EXPLAIN EXTENDED

How to create fast database queries

SQL Server: EXCEPT ALL

with 2 comments

Answering questions asked on the site.

myst asks:

I have two really large tables with lots of columns, many of them are nullable

I need to remove all rows from table1 which are not present in table2, but there can be duplicates in both tables and writing more than 70 IS NULL conditions would be a pain, and I want to make sure there's nothing I'm missing.

Is there a more simple way?

SQL Server supports EXCEPT clause which returns all records present in the first table and absent in the second one. But this clause eliminates duplicates and cannot be used as a subject to a DML operation.

ANSI SQL standard describes EXCEPT ALL which returns all records from the first table which are not present in the second table, leaving the duplicates as is. Unfortunately, SQL Server does not support this operator.

Similar behavior can be achieved using NOT IN or NOT EXISTS constructs. But in SQL Server, IN predicate does not accept more than one field. NOT EXISTS accepts any number of correlated columns, but it requires extra checks in the WHERE clause, since equality operator does not treat two NULL values as equal. Each pair or nullable columns should be additionally checked for a NULL in both fields. This can only be done using OR predicates or COALESCE, neither of which adds to performance.

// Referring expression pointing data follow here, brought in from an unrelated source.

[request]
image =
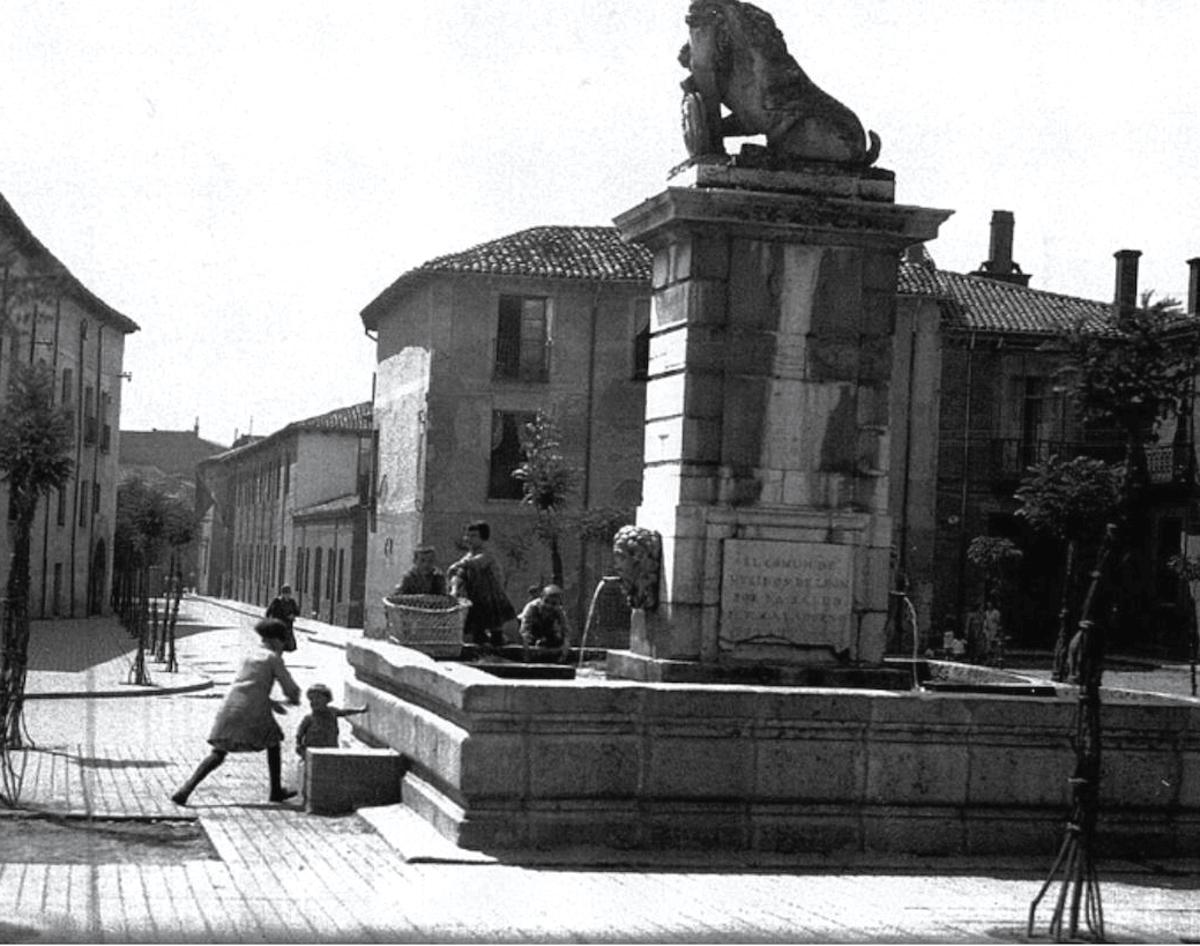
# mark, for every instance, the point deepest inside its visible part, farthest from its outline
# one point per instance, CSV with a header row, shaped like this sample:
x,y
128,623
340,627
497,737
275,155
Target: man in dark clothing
x,y
285,608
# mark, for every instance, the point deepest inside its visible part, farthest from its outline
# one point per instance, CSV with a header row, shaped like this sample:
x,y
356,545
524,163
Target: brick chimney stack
x,y
1000,265
1194,286
1126,294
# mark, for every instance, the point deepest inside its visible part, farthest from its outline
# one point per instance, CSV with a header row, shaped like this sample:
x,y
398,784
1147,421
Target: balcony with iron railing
x,y
1005,460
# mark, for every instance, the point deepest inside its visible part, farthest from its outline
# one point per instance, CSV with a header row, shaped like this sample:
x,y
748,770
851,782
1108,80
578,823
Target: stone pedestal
x,y
767,411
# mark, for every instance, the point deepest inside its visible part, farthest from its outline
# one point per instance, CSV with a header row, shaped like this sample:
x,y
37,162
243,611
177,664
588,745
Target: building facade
x,y
471,347
979,396
48,316
166,460
291,509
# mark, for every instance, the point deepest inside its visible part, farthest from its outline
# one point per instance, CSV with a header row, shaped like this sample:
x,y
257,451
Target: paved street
x,y
232,867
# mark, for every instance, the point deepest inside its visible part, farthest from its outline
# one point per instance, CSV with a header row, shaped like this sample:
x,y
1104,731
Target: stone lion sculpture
x,y
637,560
738,58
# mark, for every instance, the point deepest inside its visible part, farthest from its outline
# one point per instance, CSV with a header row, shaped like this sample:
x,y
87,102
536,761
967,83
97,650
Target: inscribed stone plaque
x,y
786,591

But there is a way to emulate EXCEPT ALL in SQL Server quite elegantly and efficiently.

Let's create two sample tables:

Table creation details

The second table is 20 records short of being the full copy of the first table. There are NULL values and duplicates in both tables.

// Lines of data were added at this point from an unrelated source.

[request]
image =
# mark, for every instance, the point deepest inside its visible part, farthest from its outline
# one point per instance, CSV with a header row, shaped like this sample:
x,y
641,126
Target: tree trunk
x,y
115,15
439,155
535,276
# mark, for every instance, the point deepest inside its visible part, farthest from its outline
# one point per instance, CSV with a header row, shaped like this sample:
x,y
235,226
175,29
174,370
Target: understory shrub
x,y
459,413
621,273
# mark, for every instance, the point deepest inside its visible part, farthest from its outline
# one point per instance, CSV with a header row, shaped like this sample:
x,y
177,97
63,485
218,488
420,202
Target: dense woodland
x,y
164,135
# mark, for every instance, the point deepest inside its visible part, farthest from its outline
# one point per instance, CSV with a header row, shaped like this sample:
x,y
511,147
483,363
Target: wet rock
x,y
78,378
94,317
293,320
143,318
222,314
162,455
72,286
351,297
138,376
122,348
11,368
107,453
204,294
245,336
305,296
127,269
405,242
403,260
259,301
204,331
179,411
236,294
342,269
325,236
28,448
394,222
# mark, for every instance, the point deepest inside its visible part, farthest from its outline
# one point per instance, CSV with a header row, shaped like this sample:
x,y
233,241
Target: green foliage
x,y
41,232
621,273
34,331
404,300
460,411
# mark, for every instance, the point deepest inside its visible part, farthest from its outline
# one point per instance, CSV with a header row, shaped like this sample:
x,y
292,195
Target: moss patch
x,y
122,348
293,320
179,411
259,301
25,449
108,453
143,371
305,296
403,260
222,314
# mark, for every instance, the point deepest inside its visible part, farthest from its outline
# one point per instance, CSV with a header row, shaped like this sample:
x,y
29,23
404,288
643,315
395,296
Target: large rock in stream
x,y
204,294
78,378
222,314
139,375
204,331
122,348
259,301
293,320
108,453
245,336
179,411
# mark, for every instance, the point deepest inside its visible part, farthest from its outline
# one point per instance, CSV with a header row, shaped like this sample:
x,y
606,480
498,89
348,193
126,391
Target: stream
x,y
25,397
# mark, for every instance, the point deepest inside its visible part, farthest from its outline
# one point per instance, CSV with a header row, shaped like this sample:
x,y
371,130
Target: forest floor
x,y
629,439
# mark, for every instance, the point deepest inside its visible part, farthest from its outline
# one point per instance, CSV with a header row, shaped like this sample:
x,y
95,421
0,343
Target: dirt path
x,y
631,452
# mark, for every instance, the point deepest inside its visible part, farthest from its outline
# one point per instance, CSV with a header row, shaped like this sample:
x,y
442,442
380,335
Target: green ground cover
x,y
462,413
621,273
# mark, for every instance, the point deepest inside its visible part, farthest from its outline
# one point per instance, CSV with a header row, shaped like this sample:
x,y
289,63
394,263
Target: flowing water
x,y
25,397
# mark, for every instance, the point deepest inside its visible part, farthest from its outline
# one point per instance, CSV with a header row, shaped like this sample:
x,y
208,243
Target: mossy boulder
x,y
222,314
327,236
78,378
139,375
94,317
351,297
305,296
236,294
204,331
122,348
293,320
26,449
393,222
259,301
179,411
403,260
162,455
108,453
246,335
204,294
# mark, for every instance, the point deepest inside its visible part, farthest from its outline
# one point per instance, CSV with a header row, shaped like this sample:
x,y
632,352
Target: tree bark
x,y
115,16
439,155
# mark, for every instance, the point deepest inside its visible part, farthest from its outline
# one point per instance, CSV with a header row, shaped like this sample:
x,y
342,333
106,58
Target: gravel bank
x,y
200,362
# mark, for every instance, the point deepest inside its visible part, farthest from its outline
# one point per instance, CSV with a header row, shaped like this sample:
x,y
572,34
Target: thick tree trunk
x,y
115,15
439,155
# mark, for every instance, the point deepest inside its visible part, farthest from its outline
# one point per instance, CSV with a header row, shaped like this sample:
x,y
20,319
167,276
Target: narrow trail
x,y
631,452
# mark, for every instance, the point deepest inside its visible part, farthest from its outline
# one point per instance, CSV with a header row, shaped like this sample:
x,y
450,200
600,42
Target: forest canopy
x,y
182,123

The EXCEPT query returns this:

SELECT  *
FROM    [20100211_except].t1 AS t1
EXCEPT
SELECT  *
FROM    [20100211_except].t2 AS t2
val1 val2 val3 val4 val5
9999 9999 9999 9999
9998 9998 9998 9998 9998
9998 9998 9998 9998
9999 9999 9999 9999 9999
4 rows fetched in 0.0011s (0.1933s)

View query details

There are only 4 records in the resultset, since the duplicates are eliminated. And you cannot delete from this resultset.

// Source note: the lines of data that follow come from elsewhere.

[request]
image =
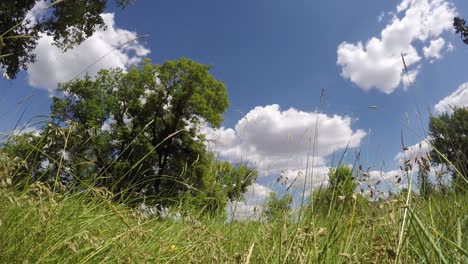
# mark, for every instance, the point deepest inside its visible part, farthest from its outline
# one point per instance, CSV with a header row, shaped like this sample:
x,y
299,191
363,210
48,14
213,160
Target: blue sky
x,y
284,52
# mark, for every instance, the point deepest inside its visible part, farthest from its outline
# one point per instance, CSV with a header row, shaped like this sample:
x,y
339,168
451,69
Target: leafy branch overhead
x,y
138,134
461,28
68,22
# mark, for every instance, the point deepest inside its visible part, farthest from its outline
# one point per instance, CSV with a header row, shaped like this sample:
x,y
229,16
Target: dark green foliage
x,y
277,208
137,134
69,22
449,133
461,28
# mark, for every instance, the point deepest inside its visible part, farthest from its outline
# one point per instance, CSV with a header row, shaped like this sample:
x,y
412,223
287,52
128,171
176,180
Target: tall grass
x,y
38,225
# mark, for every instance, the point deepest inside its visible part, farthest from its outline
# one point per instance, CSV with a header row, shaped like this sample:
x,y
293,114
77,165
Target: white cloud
x,y
252,208
415,151
433,51
457,98
53,66
381,17
279,141
378,63
256,193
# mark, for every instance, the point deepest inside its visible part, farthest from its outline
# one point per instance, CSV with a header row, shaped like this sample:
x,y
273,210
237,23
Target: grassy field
x,y
37,226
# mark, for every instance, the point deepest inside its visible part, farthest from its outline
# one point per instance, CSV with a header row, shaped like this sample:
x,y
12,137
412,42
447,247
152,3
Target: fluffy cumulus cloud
x,y
378,63
54,66
284,142
433,51
457,98
418,150
252,207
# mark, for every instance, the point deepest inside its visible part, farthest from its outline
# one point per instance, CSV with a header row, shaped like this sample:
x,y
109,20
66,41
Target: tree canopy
x,y
461,28
449,138
69,22
136,133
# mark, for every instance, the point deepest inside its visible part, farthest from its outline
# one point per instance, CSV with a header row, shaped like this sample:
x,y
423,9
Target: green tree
x,y
137,133
277,208
69,22
461,28
449,138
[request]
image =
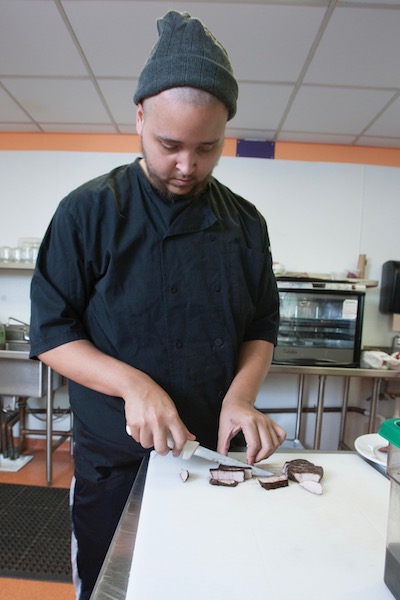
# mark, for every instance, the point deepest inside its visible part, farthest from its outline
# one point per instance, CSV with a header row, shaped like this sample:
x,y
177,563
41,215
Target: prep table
x,y
193,540
20,376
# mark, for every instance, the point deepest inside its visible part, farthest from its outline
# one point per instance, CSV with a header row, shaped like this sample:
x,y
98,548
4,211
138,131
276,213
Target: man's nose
x,y
186,162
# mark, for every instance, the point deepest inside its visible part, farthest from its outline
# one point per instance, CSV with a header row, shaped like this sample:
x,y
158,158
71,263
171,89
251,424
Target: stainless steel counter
x,y
22,377
375,375
113,580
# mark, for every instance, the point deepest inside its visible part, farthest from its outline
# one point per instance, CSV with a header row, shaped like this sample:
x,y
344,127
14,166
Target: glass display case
x,y
319,325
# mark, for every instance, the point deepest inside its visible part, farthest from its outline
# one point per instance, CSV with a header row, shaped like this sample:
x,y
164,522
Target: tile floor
x,y
34,473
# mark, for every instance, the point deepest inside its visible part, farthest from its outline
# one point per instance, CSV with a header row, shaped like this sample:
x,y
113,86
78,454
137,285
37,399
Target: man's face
x,y
181,143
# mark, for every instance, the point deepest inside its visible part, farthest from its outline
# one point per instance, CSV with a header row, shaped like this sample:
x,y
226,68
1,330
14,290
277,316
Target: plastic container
x,y
390,430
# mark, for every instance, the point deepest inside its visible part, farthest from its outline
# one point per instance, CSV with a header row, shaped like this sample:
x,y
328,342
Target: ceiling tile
x,y
10,111
388,124
116,36
265,42
334,110
360,47
34,40
260,105
58,100
119,97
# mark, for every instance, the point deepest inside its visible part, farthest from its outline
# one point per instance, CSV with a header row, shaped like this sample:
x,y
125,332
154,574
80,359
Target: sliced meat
x,y
300,470
224,482
184,475
273,482
311,486
231,473
248,473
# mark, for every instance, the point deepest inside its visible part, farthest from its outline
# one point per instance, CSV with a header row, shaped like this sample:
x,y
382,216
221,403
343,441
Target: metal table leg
x,y
320,411
299,408
344,410
49,425
374,404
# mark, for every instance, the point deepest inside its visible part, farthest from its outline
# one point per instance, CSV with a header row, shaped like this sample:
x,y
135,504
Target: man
x,y
154,293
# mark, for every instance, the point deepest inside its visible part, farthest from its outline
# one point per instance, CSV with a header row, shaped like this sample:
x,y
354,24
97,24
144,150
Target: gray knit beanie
x,y
187,54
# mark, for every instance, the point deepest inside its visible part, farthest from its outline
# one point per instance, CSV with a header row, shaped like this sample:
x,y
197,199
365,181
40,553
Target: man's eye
x,y
169,147
205,149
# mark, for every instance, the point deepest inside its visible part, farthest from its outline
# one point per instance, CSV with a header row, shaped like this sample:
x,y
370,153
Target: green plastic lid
x,y
390,430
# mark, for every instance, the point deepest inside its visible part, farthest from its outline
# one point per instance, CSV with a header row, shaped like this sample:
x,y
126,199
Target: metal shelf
x,y
19,266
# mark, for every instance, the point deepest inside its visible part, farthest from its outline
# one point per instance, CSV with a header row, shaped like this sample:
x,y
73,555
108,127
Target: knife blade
x,y
194,449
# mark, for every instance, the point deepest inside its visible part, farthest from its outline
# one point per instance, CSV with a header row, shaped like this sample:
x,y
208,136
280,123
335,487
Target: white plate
x,y
369,447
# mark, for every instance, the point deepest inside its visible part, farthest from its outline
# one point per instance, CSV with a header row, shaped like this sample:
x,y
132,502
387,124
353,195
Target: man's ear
x,y
139,118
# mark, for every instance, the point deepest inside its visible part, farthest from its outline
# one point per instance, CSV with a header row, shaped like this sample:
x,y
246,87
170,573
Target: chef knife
x,y
194,449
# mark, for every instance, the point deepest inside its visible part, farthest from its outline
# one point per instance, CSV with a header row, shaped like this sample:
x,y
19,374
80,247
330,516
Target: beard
x,y
161,187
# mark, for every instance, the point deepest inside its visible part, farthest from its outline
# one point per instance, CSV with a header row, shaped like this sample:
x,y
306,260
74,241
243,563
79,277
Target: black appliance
x,y
320,324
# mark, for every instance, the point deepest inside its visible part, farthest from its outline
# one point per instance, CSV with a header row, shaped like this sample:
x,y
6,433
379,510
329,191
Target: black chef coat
x,y
173,290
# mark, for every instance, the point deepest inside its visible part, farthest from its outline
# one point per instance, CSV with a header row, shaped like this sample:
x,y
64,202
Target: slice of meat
x,y
311,486
248,473
224,482
184,475
234,473
300,470
273,482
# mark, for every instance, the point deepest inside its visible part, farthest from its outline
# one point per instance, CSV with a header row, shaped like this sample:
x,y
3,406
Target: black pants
x,y
95,511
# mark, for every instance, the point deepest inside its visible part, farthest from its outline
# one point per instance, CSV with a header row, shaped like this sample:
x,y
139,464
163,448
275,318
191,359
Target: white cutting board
x,y
200,542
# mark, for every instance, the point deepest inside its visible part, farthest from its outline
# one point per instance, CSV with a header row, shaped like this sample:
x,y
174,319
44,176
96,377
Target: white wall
x,y
321,216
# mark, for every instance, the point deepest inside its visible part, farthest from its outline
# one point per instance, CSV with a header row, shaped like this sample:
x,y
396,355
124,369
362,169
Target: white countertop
x,y
197,541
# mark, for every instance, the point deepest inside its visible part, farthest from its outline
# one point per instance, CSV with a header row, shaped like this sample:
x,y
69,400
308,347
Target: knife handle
x,y
188,449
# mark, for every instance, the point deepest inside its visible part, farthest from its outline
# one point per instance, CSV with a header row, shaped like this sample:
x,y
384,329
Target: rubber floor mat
x,y
35,533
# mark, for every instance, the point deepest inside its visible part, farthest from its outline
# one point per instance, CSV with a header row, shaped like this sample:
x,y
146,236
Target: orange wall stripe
x,y
389,157
76,142
70,142
130,143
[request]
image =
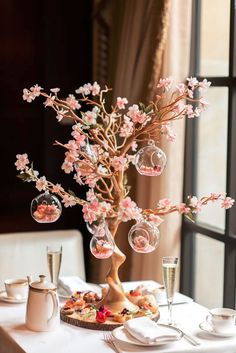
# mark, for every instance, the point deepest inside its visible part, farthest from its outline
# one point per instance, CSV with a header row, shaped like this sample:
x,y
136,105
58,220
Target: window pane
x,y
214,37
209,271
212,154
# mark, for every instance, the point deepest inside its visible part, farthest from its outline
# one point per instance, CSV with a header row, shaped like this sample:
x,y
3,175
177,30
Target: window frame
x,y
189,229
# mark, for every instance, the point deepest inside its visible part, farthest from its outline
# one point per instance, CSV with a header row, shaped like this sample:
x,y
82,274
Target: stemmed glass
x,y
54,256
169,267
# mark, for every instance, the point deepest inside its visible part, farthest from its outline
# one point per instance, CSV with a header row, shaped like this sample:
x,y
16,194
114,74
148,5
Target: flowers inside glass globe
x,y
45,208
102,244
150,160
144,237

Here's the EXISTS workaround:

SELECT  *
FROM    [20100211_except].t1 AS t1
WHERE   NOT EXISTS
(
SELECT  NULL
FROM    [20100211_except].t2 AS t2
WHERE   1 = 1
AND (t1.val1 = t2.val1 OR (t1.val1 IS NULL AND t2.val1 IS NULL))
AND (t1.val2 = t2.val2 OR (t1.val2 IS NULL AND t2.val2 IS NULL))
AND (t1.val3 = t2.val3 OR (t1.val3 IS NULL AND t2.val3 IS NULL))
AND (t1.val4 = t2.val4 OR (t1.val4 IS NULL AND t2.val4 IS NULL))
AND (t1.val5 = t2.val5 OR (t1.val5 IS NULL AND t2.val5 IS NULL))
)
val1 val2 val3 val4 val5
9999 9999 9999 9999 9999
9999 9999 9999 9999 9999
9999 9999 9999 9999 9999
9999 9999 9999 9999 9999
9999 9999 9999 9999 9999
9998 9998 9998 9998 9998
9998 9998 9998 9998
9998 9998 9998 9998 9998
9998 9998 9998 9998
9998 9998 9998 9998 9998
9998 9998 9998 9998
9998 9998 9998 9998 9998
9998 9998 9998 9998
9998 9998 9998 9998 9998
9998 9998 9998 9998
9999 9999 9999 9999
9999 9999 9999 9999
9999 9999 9999 9999
9999 9999 9999 9999
9999 9999 9999 9999
20 rows fetched in 0.0029s (0.1953s)

View query details

This returns all records, but you just look at that query. And it's only 5 columns, not 70.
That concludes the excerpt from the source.